Regular Expressions- ' +? '

If I am using 'thi+ ', it will return combination of letters 't ’ followed by ‘h’ followed by ‘i’ which has to occur atleast one time.

If I am using ‘thi?’, it will return combination of letters ‘t’ followed by ‘h’ followed by ‘i’ (only once) if it is present & also all combinations of other ‘th’ if not followed by ‘i’.

Please explain ’ thi+? '. Was not able to understand properly in the video.

THANKS.

Can someone clarify this?
Thanks.

  1. “+” – means it string should be present one or more times.
    “thi+” --> thi, thithi, thithiddddddsssaart,

  2. “?” – This means if preceding character may
    or may not be present in the string to be matched.
    “thi?” --> thi, the,thi, these… etc.
    This will return “thi” only once and other strings starting with “th” etc.

In the third statement 3, I was combining the statement1 of thi+ and statement2 “?” .

this “?” means the preceding character(i) is optional(may be or may not be present i.e 0(absent),1(present) times).
It will try to match whatever character it finds from (thi, th) substrings this is called Greedy Approach.

In third “thi+?”

Here the preceding character before ? is “+”

Case1: if + is present then it will become like first “thi+”. as the minimum value + will take is 1. So our search string is “thi”.

Case2 :- if + is absent then it will find all exact “thi” as ? can

So, overall this expression is finding all “thi” strings strictly in the given string “a”
and this is same case of first.

This is what I was comparing!

Additional “*”

n=re.findall(“thi?”,a)

“*” can take value either 0 or 1 or more.
If take 1 then string accepts = “thi”
If taken 0 then the string accepts will be =“th”.

So ? can ignore “i” or take “i”

So it will greedily search all the “th” and “thi” strings.

o=re.findall(“thi*?”,a)

Case1: if * is present then the string will become like first “th?”. as the minimum value * will take is 0. So our search string is “th?”.

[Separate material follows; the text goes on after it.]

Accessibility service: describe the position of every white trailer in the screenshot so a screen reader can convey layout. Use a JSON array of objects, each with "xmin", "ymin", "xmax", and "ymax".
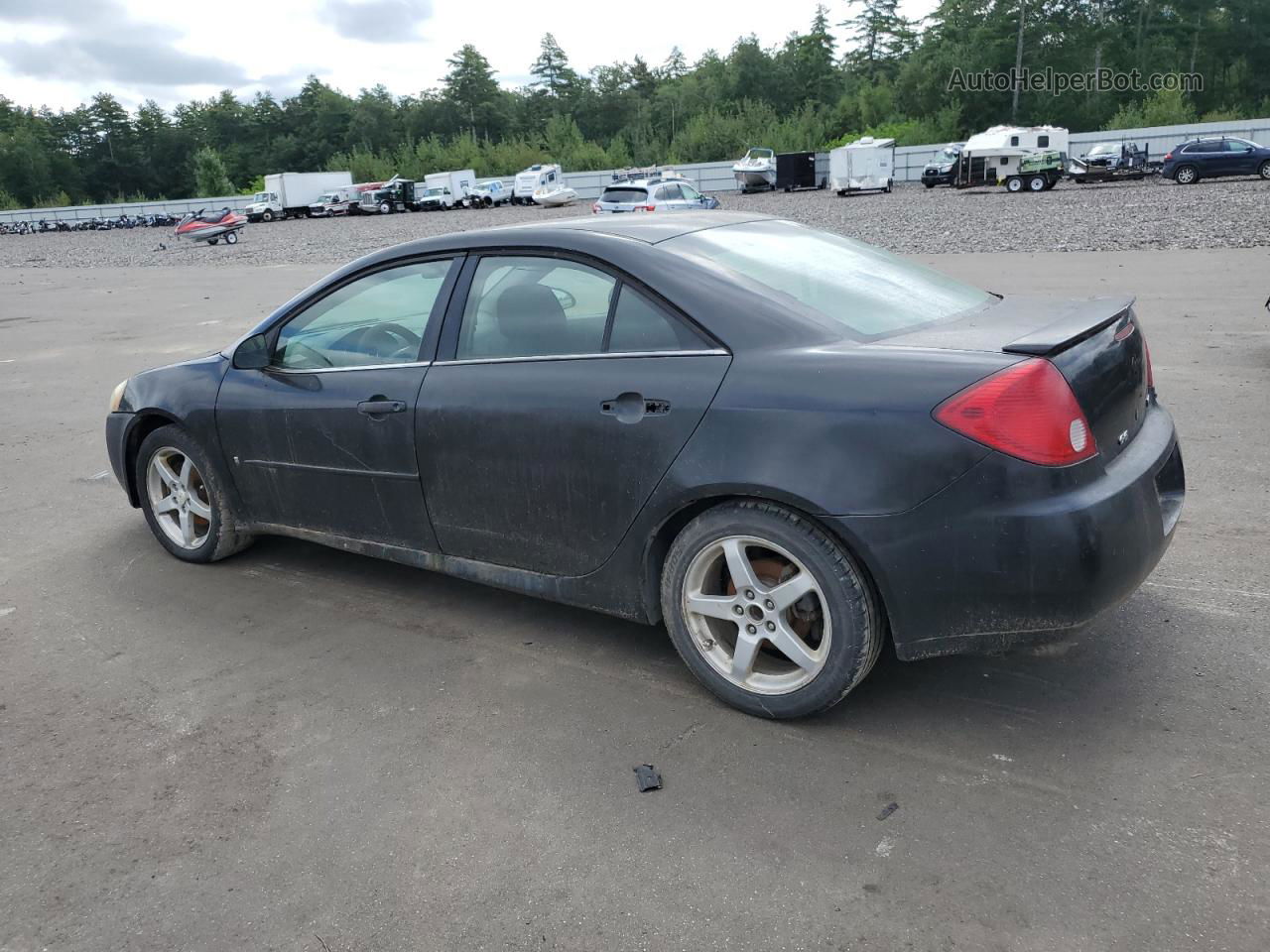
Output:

Case2 :- if * is absent then “i” is optional for “?” it will find all exact “th?”

So, overall this expression is finding all “th” strings strictly in the given string “a”.

Note :-
This is a custom example and my explanation is based on the regex definitions and results seen!

Here I have given examples kindly run it and observe.

*?, +?, ??

The '*', '+', and '?' qualifiers are all *greedy* ; they match as much text as possible. Sometimes this behaviour isn’t desired; if the RE <.*> is matched against '<H1>title</H1>', it will match the entire string, and not just '<H1>'. Adding '?' after the qualifier makes it perform the match in *non-greedy* or *minimal* fashion; as *few* characters as possible will be matched. Using .*? in the previous expression will match only '<H1>'.

@Abhinav_Singh is it clear now? or shall I explain by taking more examples? or if you have code to explain kindly send it.